Les premières numérisations du cinéma algérien

En attendant l’acquisition du matériel de numérisation des films algériens qui sera composé de scanner de film 16 et 35 mm, l’Algérie à travers le ministère de la Culture a entamé une première opération de numérisation en 2016 à des laboratoires européens où sont stockés les négatifs algériens.

La première opération de numérisation des films algériens a commencé en 2016, avec le film « Tahya ya Didou » de Mohamed Zinet avec un laboratoire privé italien. Alors que 14 autres films algériens ont été restaurés et numérisés en 2016 avec un laboratoire français, parmi lesquels figurent les grands succès publics des années 1970 comme « Hassan terro » de Mohamed Lakhdar-Hamina, « Les Vacances de l’inspecteur » Tahar de Moussa Haddad et « Omar Gatlato » de Merzak Allouache.

La numérisation des films anciens du CAC par la télévision algérienne

Par ailleurs, dans le cadre de la coopération entre le CAC et l’ENTV (Télévision publique), la cinémathèque Algérienne a pu numériser plusieurs films en 35mm.

« La nuit a peut du soleil » de Mustapha Badie (35 mm)1964

« Caméra arabe » de Ferid Boughedir (16mm)1977

« L’inspecteur mène l’enquête » premier film de Moussa Haddad (16mm)1968

« Nouba des femmes du mon Chenoua » de Assia Djebbar (16mm)

« Femmes d’Alger » de Kamel Dehane (16mm)

« Assia Djebbar Entre ! » de Kamel Dehane (16mm)

« Terre de berberie » reportage 35mm (négatif) année 1961 durée 26mn

« Alger et ses contrastes » reportage 35mm année 1948 durée 26mn

« Le Destin » film LM de Youcef Chahine, copie 35mm 1997

« Gamila » film LM de Youcef Chahine, copie 35mm 1958

« Haram » film LM de Henri Brakat Copie 35mm 1965

Ces films numérisés ont été envoyés à une entreprise privée pour la restauration et l’édition en Bluray.

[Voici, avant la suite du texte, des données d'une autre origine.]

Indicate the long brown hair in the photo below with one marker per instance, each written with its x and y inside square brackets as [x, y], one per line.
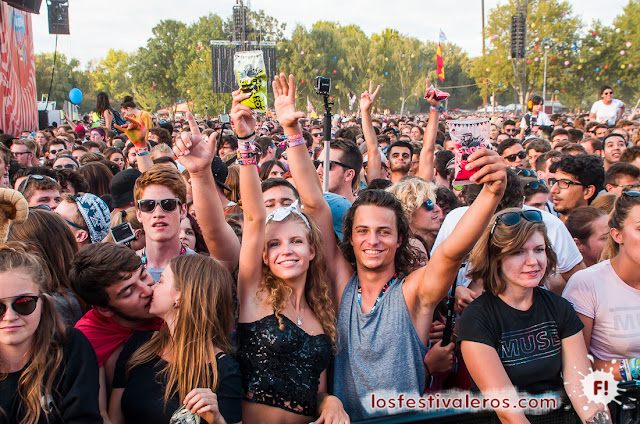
[45, 355]
[486, 256]
[204, 322]
[616, 220]
[316, 288]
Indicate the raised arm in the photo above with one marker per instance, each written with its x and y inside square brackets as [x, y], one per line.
[196, 153]
[254, 212]
[136, 130]
[374, 160]
[432, 281]
[307, 182]
[427, 154]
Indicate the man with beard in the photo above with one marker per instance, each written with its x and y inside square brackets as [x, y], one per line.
[344, 169]
[399, 159]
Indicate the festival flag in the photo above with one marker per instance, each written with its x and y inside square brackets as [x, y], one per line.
[311, 110]
[440, 64]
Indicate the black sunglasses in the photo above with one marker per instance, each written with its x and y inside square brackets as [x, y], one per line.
[512, 218]
[167, 205]
[334, 162]
[513, 157]
[22, 305]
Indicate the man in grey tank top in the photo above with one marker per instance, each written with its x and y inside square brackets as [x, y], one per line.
[383, 318]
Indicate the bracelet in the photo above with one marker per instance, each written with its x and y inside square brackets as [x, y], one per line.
[247, 137]
[249, 161]
[246, 155]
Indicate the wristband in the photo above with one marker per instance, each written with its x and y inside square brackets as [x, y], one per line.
[249, 161]
[297, 142]
[624, 363]
[246, 155]
[247, 137]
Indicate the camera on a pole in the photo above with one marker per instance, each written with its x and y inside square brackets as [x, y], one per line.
[322, 85]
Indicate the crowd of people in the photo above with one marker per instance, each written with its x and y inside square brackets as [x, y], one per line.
[190, 270]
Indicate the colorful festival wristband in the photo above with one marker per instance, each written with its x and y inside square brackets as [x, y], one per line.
[249, 161]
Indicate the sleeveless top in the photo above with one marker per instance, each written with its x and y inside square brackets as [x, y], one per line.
[281, 368]
[378, 353]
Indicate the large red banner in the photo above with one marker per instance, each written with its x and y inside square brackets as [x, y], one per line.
[17, 72]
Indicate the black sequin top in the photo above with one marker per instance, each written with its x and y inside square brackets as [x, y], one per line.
[281, 368]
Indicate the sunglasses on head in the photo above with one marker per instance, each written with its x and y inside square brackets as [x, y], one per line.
[512, 218]
[67, 166]
[513, 157]
[22, 305]
[167, 205]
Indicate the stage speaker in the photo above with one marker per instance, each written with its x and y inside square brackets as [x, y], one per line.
[58, 17]
[31, 6]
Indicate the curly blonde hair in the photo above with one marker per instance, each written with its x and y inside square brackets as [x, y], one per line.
[316, 289]
[412, 192]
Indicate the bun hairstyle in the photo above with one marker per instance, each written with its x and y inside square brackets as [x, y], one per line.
[535, 100]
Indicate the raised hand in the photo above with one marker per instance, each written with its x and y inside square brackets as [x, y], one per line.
[367, 98]
[244, 121]
[193, 150]
[204, 403]
[135, 130]
[285, 101]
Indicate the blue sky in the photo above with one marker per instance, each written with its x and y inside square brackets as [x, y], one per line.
[97, 26]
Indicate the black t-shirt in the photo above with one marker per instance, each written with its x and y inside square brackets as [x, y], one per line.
[143, 397]
[528, 342]
[74, 392]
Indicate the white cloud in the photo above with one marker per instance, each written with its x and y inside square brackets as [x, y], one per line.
[97, 26]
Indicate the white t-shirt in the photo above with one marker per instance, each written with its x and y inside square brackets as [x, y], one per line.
[541, 119]
[560, 238]
[607, 114]
[598, 293]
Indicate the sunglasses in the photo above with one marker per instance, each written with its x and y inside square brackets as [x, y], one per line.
[334, 162]
[167, 205]
[534, 185]
[428, 204]
[513, 157]
[512, 218]
[32, 177]
[22, 305]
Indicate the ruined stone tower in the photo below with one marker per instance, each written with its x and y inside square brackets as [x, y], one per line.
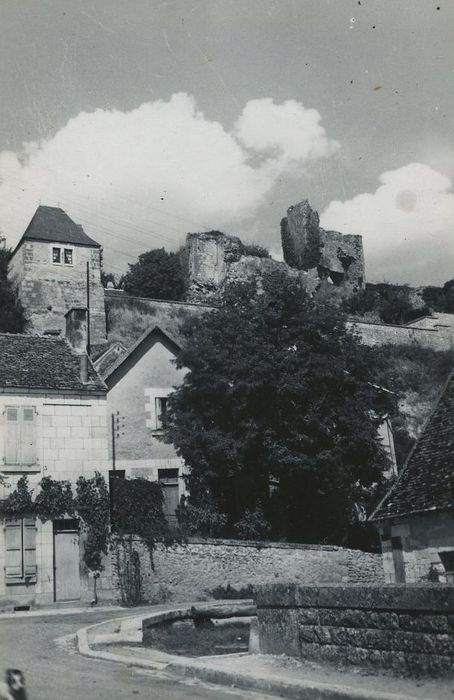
[335, 257]
[48, 270]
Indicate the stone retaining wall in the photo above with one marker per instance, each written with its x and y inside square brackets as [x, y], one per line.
[201, 568]
[386, 334]
[406, 628]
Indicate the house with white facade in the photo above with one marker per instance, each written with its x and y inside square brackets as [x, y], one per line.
[416, 517]
[53, 422]
[139, 382]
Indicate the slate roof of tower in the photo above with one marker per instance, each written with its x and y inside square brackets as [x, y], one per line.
[41, 362]
[427, 481]
[54, 225]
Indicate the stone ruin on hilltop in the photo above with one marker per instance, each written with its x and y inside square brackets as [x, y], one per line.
[320, 258]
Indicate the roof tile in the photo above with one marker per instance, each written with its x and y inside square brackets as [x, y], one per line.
[41, 362]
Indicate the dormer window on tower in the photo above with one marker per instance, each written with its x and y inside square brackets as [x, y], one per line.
[62, 255]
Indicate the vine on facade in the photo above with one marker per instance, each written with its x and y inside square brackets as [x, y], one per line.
[136, 513]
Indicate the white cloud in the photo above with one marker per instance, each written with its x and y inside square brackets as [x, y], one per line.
[287, 133]
[407, 225]
[145, 177]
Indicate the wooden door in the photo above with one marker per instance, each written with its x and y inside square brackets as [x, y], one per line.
[67, 576]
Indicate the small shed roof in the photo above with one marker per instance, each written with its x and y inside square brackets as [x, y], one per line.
[426, 482]
[42, 362]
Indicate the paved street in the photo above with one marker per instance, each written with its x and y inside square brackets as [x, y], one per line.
[55, 671]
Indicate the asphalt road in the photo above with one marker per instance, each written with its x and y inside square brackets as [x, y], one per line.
[43, 647]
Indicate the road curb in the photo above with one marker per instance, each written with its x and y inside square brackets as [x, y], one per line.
[194, 668]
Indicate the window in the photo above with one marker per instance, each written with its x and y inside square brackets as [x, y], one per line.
[62, 255]
[447, 559]
[168, 478]
[161, 411]
[20, 435]
[20, 551]
[398, 559]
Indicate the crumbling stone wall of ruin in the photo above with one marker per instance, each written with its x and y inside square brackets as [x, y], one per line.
[319, 258]
[338, 258]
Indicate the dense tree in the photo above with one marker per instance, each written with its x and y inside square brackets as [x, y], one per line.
[277, 387]
[12, 317]
[157, 275]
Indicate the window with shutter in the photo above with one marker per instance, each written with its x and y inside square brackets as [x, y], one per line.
[20, 445]
[161, 411]
[20, 551]
[27, 438]
[13, 547]
[12, 436]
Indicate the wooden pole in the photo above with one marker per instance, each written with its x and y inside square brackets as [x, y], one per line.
[113, 442]
[88, 309]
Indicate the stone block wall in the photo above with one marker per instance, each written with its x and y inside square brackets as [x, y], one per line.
[385, 334]
[193, 571]
[47, 291]
[408, 629]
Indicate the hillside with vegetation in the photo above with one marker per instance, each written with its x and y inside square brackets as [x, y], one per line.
[416, 375]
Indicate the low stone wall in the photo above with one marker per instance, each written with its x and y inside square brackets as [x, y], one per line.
[386, 334]
[199, 569]
[406, 628]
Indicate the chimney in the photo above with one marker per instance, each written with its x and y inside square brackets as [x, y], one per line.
[77, 336]
[84, 368]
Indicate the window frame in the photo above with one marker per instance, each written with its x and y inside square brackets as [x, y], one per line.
[24, 525]
[160, 402]
[63, 249]
[21, 461]
[56, 248]
[68, 250]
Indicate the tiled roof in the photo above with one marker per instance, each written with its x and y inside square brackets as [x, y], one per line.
[129, 317]
[53, 224]
[143, 344]
[41, 362]
[427, 481]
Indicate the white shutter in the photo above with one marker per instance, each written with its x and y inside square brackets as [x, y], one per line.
[13, 547]
[27, 438]
[12, 436]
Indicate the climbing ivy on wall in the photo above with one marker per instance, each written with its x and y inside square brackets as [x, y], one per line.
[136, 512]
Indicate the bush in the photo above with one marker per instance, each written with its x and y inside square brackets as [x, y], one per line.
[204, 520]
[253, 525]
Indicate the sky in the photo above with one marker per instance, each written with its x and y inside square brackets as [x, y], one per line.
[147, 119]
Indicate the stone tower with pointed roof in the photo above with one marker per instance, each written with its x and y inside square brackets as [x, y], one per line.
[48, 270]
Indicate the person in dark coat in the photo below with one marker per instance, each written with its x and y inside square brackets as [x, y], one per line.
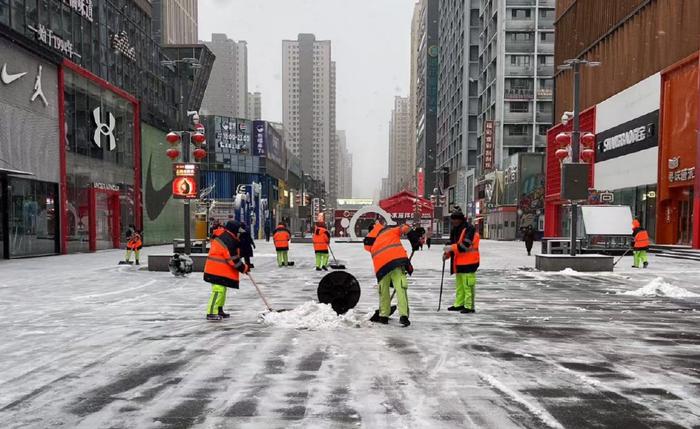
[247, 244]
[529, 238]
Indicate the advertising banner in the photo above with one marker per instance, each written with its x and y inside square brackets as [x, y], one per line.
[185, 181]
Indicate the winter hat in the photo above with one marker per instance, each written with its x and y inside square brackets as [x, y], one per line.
[233, 226]
[457, 215]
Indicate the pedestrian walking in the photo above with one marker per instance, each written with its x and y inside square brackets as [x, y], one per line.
[463, 252]
[223, 268]
[134, 245]
[528, 238]
[281, 239]
[640, 243]
[391, 266]
[247, 244]
[321, 240]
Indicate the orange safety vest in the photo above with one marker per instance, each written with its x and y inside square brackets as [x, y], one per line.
[281, 238]
[321, 239]
[641, 239]
[134, 242]
[372, 236]
[220, 267]
[466, 259]
[387, 251]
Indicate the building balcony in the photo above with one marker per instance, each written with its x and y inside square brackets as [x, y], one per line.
[526, 46]
[518, 94]
[526, 24]
[544, 48]
[511, 70]
[545, 94]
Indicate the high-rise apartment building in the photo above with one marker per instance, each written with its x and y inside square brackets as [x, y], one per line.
[401, 174]
[175, 21]
[307, 103]
[516, 62]
[344, 166]
[254, 109]
[495, 70]
[227, 91]
[424, 46]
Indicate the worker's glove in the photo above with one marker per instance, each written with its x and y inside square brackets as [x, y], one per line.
[241, 267]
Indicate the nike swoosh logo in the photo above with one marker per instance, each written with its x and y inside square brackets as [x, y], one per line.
[156, 200]
[9, 78]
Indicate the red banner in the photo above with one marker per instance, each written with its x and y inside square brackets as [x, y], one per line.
[489, 146]
[185, 181]
[421, 182]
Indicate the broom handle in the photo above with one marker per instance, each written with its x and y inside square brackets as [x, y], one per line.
[259, 292]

La numérisation urgente des archives du cinéma algérien

Malgré les différentes actions de numérisation du cinéma algérien, elles demeurent encore insuffisantes et vaines en raison de l’importante et la valeure des archives algériennes stockés. Ces archives sont considérées comme un trésor non encore sauvegardé. Notamment en ce qui concerne les films de la révolution et le fond image de la colonisation. Il faut préciser aussi qu’un nombre important de reportages et de bobines n’ont pas été encore répertoriés et certaines copies peuvent exister seulement en Algérie dans les trésors enfouies de la cinémathèque algérienne.